I'm trying to keep this attitude of faith, praying Heavenly Father  will always give me the last laugh. I believe he's trying so hard to get me where I'm supposed to be.  I may never run that marathon I've dreamed of but  God has something else for me to do. Heavenly Father has opened doors for me.  A year ago I thought I was on a road of recovery, a full healing.  I soon found out the Lord had another mission for me to  full fill.  I believe with all my heart, Heavenly Father brought Nerium International into my life for a new journey, a new peace.  In the beginning of this post I talked about an Ipad and earning a Lexus.  Those are stepping stones, those actually monetarily mean nothing to me, the person I am becoming is so much bigger than any monetary means. What I know about this company is they are going to grow and flourish with or without me.  Heavenly Father knows me, He knew I would need something to build me up. Because my Heavenly Father knows me so well, he knew I would have a hard time looking in the mirror and liking who I saw staring back. Yes, some of you may wonder Why a beauty industry?  Believe me I too have thought "How can I represent a company who endorses anti aging?
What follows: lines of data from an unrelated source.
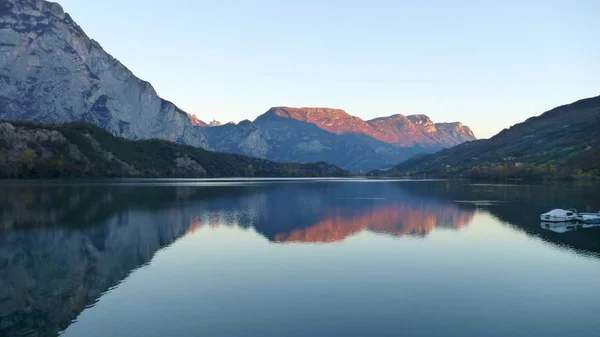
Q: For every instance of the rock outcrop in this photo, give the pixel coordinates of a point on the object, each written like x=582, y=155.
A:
x=52, y=72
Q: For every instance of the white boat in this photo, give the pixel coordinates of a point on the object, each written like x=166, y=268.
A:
x=559, y=215
x=588, y=218
x=559, y=227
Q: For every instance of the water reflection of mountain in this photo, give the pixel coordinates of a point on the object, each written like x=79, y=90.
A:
x=63, y=246
x=519, y=206
x=395, y=220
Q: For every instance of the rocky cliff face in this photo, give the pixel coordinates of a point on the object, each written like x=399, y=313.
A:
x=52, y=72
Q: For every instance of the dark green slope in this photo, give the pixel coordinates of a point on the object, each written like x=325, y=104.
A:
x=563, y=142
x=83, y=150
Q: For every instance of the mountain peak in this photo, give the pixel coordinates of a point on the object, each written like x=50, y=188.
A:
x=335, y=121
x=420, y=119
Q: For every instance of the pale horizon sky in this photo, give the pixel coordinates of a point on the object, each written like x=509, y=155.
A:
x=488, y=64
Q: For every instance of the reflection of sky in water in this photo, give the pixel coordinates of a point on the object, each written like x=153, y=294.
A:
x=230, y=281
x=295, y=259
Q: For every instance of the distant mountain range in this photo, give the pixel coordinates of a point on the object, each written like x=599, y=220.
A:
x=563, y=142
x=52, y=72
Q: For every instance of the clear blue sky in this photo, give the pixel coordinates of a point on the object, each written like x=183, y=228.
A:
x=489, y=64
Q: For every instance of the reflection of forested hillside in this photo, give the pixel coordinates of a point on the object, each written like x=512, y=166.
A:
x=520, y=206
x=395, y=220
x=63, y=245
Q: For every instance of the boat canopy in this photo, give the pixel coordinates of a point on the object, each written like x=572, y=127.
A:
x=559, y=212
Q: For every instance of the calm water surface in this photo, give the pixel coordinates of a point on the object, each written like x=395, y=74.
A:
x=295, y=258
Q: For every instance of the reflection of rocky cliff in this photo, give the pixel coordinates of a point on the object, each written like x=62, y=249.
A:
x=49, y=275
x=396, y=220
x=62, y=246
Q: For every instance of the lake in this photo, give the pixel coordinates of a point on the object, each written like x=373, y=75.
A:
x=322, y=257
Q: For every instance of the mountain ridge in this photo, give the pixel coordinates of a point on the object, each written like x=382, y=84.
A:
x=52, y=72
x=562, y=142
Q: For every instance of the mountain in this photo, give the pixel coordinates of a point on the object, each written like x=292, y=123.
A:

Isn't that being a little vain?" It's taken me a while to wrap my head around that one, feeling insecure in my own skin and surrounding.  Why would the Lord want to engage me down this road? I felt absolute peace when I chose to represent Nerium, of course that was before the facial paralysis. I now know why. 
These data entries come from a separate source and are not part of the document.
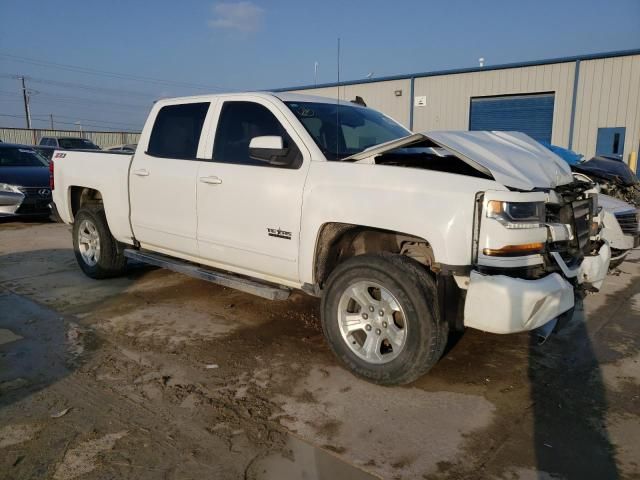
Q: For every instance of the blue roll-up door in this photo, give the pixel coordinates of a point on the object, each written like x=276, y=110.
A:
x=531, y=114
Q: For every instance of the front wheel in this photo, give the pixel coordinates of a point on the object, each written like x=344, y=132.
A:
x=98, y=254
x=380, y=316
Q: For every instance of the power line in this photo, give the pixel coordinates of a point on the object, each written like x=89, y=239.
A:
x=81, y=86
x=88, y=119
x=99, y=124
x=52, y=98
x=106, y=73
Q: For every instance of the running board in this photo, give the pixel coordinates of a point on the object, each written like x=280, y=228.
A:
x=254, y=287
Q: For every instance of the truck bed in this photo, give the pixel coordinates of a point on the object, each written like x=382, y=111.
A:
x=105, y=172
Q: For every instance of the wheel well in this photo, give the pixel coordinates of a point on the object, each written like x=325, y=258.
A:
x=83, y=196
x=340, y=241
I'm a partner in a company who's CEO Jeff Olson has taught me reading 30 minutes a day from a good book is much better than anything on TV or the news stand.  Giving 10% of my earnings to a church or foundation is the only way to succeed in life, and finally true happiness is something acquired when we come to love ourselves from the inside out. His leadership management have also taught me to be inclusive.  Dennis Windsor is a partner with Jeff Olson, but also a true man of God.  When I've had the opportunity to see him, he takes me aside and prays over me with sincerity. Mark and Tammy Smith also a multi millionaire couple with every reason to pass up the little guy or look above or over the homeless man, had a long line of people waiting to take pictures with them Mark saw me walking by came to me took my hand and led me back to his dear wife to ask about my life.  The lines of people didn't matter to them at that moment. I mattered, they wanted to know how I was doing.  I'm beginning to see my passion for life return, the idea of helping others achieve things in their life they never thought possible, makes me smile.  I am exactly where I am supposed to be in my life right now.

I accept the fact that friends, people even family may reject me, but God accepts me. He’s already chosen me for this journey, and He’s the One that matters most. He has a way of working everything out for my good! And it’s always better than I could have ever imagined!